#containers // Ian's AI Thoughtstream

Claude Code as a DevOps Platform

Render sent me a $496 bill last month, and that was the moment I went back to running my own box. SpaceMolt served 1.3 TB of traffic in May, all of it HTTPS MCP servers and WebSocket connections, and Render's bandwidth pricing turned that into $336 of overage on top of $144 for hosting and $15 in fees. The thing that made self-hosting viable again wasn't a cheaper VPS. It was that Claude Code now does the parts I used to dread.

How I ended up on managed hosting in the first place

Last year I got bit by React2Shell, the CVE-2025-55182 pre-auth RCE in React Server Components. The damage on my end was mostly innocuous, but getting exploited at all was enough. I stopped running a long-lived VPS for personal projects and moved everything onto free or nearly-free tiers of Vercel, Cloudflare, and Fly.io.

When SpaceMolt started, Render.com was the obvious pick. Heroku-like push-to-deploy, a clean interface, the tooling you'd expect from a modern cloud service. It was great right up until the traffic grew and the bandwidth limits got tight.

What changed: the agent does the ops work

A year ago I would have built all of this by hand. Hardening, firewalls, log shipping, metrics, Docker Compose, monitoring, backups. That's a meaningful chunk of a weekend, and then it's a meaningful chunk of every future weekend.

An agent like Claude Code only needs SSH. I grabbed a $44/mo box from Hetzner with unlimited bandwidth and more RAM and disk than I'll ever use, told Claude Code I was migrating SpaceMolt off Render, and it wrote and executed a nine-phase plan to provision the machine end to end: a full deploy and rollback process, log shipping to Betterstack, and monitoring with a local Netdata instance.

I'd never heard of Netdata before this. Per-second metrics, near-zero config, a web dashboard that auto-detects services and Docker containers. It's left me impressed.
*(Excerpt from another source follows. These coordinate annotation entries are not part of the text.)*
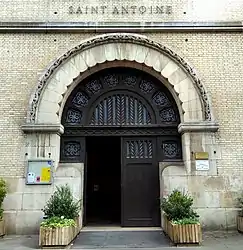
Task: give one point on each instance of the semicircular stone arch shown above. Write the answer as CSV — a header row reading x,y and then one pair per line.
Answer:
x,y
47,100
120,96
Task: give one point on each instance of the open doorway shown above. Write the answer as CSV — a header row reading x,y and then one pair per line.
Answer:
x,y
103,181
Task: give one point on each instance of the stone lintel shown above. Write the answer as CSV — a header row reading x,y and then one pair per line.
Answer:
x,y
204,126
43,128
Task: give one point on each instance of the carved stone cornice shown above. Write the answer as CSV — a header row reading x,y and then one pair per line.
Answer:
x,y
43,128
204,126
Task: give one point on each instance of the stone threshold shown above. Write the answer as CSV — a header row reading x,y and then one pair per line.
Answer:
x,y
118,228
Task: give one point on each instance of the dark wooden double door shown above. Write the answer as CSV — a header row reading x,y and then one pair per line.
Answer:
x,y
122,183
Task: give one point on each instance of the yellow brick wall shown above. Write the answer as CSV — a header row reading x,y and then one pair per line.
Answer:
x,y
183,10
217,57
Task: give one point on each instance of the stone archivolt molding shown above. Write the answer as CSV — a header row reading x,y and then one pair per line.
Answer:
x,y
105,40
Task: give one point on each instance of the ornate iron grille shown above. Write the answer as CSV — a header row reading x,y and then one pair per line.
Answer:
x,y
139,149
120,110
121,102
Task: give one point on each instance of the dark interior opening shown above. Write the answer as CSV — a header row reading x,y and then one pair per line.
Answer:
x,y
103,180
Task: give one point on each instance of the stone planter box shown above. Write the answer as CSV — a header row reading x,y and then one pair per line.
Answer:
x,y
183,234
58,236
2,228
240,224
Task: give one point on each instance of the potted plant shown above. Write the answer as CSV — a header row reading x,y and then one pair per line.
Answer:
x,y
3,193
240,217
181,223
60,225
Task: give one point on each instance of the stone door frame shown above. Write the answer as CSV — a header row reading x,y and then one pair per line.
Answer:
x,y
198,126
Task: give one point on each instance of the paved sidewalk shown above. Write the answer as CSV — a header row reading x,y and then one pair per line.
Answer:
x,y
211,241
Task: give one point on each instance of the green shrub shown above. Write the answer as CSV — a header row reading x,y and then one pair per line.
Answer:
x,y
241,206
3,193
186,221
178,207
55,222
62,203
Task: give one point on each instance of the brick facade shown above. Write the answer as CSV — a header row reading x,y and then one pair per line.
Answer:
x,y
216,57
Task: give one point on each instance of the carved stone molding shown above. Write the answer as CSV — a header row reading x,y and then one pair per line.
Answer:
x,y
117,38
43,128
198,127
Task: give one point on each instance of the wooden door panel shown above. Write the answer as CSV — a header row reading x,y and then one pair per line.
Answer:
x,y
140,183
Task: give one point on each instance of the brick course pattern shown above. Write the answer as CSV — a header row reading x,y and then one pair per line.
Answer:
x,y
216,57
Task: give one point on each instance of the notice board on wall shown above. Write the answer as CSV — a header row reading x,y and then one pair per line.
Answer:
x,y
39,171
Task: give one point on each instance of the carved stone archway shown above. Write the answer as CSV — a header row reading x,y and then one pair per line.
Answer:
x,y
51,89
43,125
63,75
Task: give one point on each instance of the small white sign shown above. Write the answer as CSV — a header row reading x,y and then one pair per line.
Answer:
x,y
202,165
31,177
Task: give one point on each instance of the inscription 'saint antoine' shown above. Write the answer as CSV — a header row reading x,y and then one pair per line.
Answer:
x,y
121,10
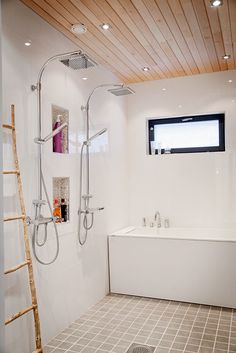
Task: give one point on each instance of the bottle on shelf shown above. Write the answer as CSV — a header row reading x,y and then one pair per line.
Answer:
x,y
57,210
64,210
57,139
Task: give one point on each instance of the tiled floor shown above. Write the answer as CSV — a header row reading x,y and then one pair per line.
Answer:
x,y
117,321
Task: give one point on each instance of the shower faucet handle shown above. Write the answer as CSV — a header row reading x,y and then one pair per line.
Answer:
x,y
92,210
85,197
39,202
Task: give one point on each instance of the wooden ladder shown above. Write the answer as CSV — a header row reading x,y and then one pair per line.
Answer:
x,y
28,261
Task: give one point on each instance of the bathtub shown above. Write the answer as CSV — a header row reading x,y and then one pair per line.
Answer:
x,y
192,265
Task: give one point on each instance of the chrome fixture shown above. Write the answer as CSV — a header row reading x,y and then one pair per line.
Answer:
x,y
216,3
39,220
78,62
51,135
157,219
144,222
86,212
166,223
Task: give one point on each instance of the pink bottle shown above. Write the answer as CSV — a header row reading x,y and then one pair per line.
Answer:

Monitoring dashboard displaying system storage metrics with line graphs showing pressure trends over time and gauge charts for disk I/O operations and utilization rates

The runbooks are the real artifact

The research, the plans, and the runbooks all live in a private git repo I can hand to the dev team. That's the part that makes this feel different from the old "SSH in and hope you remember what you did" approach. The knowledge isn't in my head or buried in shell history. It's written down, versioned, and reproducible.

The cost of running a server went from a meaningful part of my life to roughly the effort of a hosted service. The bill went the other direction.

Sandboxing AI Coding Agents

Coding agents will happily run whatever they generate, and most of them have your shell, your SSH keys, and your AWS creds one rm -rf away. Sandboxing the agent is the cheapest insurance you can buy, and in 2026 there are finally enough good options that you should pick one.

The landscape splits into a few camps. Full VMs (Firecracker, Lima, OrbStack) give you the strongest isolation and the most overhead. Containers (Docker, Podman, devcontainers) are the default for most people and work fine until the agent needs to touch your real checkout. And then there's the OS-native path: Seatbelt on macOS, seccomp-bpf and Landlock on Linux. Those last two are what the kernel already uses to sandbox App Store apps and Chrome tabs, so the primitives are battle-tested. The friction has always been the ergonomics.

My current favorite is nono. It's a CLI wrapper that uses Landlock on Linux and Seatbelt on macOS to restrict filesystem and network access for any process you launch under it. No container, no VM, no daemon. It ships with profiles for the popular coding agents and lets you write your own, and I've gotten into the habit of creating a profile per project. The agent gets exactly the directories and hosts it needs, and nothing else.

The per-project profile is the part that actually changed my behavior. Once writing a profile takes thirty seconds, you stop talking yourself out of it. The agent can still go off the rails inside the box, but the blast radius is whatever you wrote down, and the rollback story is just git. I'm extremely curious to see where this category goes once more agents ship with sandbox profiles in the box.